Sorry to paint that grim a picture, but it happens all the time, you just don’t hear about it, because it’s not the sort of thing people want to dwell on. But imagine having that sort of experience, decades of memories to draw back on regarding the relationship, months or years of brutal decline, and then going on for X number of years afterwards. This is why I tend to respect and get along very well with old people – I now understand they’ve gone or are going through this, and I can see how that sort of experience is just as necessary to understanding life as any more happy one.

I’ve gotten to the point in life where I don’t look at it in terms of better or worse. In the worst experiences, like watching someone die slowly, you’re going to find a lot of good things, certain kinds of strength you never knew you had, certain types of lessons you would never learn otherwise. People are going to open themselves to you in ways that you’ll find humbling. People you thought were complete assholes will reveal themselves as decent human beings. You’ll see a lot of the best in humanity when there are people around you who understand and have been through the same experience, know the drill, so to speak. To paint it as a purely negative experience is almost as bad as painting the past in sky-blue shades of nostalgia. Life just isn’t that way. At least mine hasn’t been. Maybe I’m living wrong? But I can’t see how you get through life without embracing the darkness of it and understanding it’s part of the deal.

Rob never got that slow lead-in to death. He surely got the lingering after-effect we all get. But that one good thing about a quick death, the lack of foresight and visible evidence of life fading away, leaves a lot more room for genuinely happy memories. That may not seem like much, but it will years after the fact, long after the immediate pain has dulled down, however many years that takes. If we picture heaven as being some place where we see ourselves at our physical peaks, with wings and haloes, the memory of a loved one who died young is somehow similar.

I can remember a friend who killed himself in high school, L., and my memories of him are all pretty good, despite the obvious fact that he was distraught over the end of a long relationship with his girlfriend. In my mind, I still see him in top physical condition – he was a runner on the track team, in top shape. He had a great sense of humor, before he lost it via however burning teenage love influenced him. He was a fun guy. Smart. Good future in front of him if he had been seeing things more clearly.
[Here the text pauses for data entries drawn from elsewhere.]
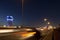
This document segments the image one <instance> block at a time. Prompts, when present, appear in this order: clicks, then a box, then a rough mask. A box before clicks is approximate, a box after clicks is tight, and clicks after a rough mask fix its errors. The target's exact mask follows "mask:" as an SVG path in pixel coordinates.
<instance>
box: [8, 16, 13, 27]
mask: <svg viewBox="0 0 60 40" xmlns="http://www.w3.org/2000/svg"><path fill="white" fill-rule="evenodd" d="M7 23H8V24H7V25H8V26H13V16H7Z"/></svg>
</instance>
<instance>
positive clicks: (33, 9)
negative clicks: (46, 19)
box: [0, 0, 60, 26]
mask: <svg viewBox="0 0 60 40" xmlns="http://www.w3.org/2000/svg"><path fill="white" fill-rule="evenodd" d="M59 4H60V2H59V1H58V0H24V10H23V11H24V12H23V15H24V16H23V18H24V20H23V24H24V25H32V26H39V25H40V24H43V22H44V18H47V19H48V21H50V22H51V24H52V25H57V24H60V5H59ZM10 15H11V16H13V17H14V25H22V7H21V0H0V18H1V19H0V25H5V24H7V21H6V16H10Z"/></svg>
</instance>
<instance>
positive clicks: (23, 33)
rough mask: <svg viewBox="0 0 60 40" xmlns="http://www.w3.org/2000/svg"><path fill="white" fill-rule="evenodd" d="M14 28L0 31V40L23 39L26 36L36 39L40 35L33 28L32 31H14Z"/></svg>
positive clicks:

What if he hadn’t killed himself? Man, I don’t know. Would we still be friends? Would he have grown in life and become a solid, decent human being I’d want to still know? I hope these things would be true, but who knows. As it stands, the memory of him doesn’t haunt me, but I can recognize it’s compact and fits a little too neatly into a category I don’t want to recognize as nostalgia, but somehow applies. Simply because I don’t have decades of real experience with him to judge it against. I knew the guy for about six years of junior high and high school. I suspect Rob knew his wife about as long?

I suspect a lot of the people I see cooing over Rob’s book – I liked it, but would never coo over it – haven’t made that distinction in their lives, learned the degrees of suffering and shades of gray that come with losing someone you’ve known for decades. All they see is a Love Story type passing, augmented by the nostalgia and romance of making mix tapes, a now-defunkt act of goodwill and sometimes love. It all fits a little too conveniently for me. Kudos to the guy for making it work, for reaching beyond the shallowness of silly cultural touchstones and pulling something real out of it. But there’s nothing magical about death or mix tapes, and that’s an emotional trick being employed here that I’m slightly uncomfortable with. We’re all going to die, but many of us are never going to make a good mix tape. That’s pretty much the one true thing I took from his book.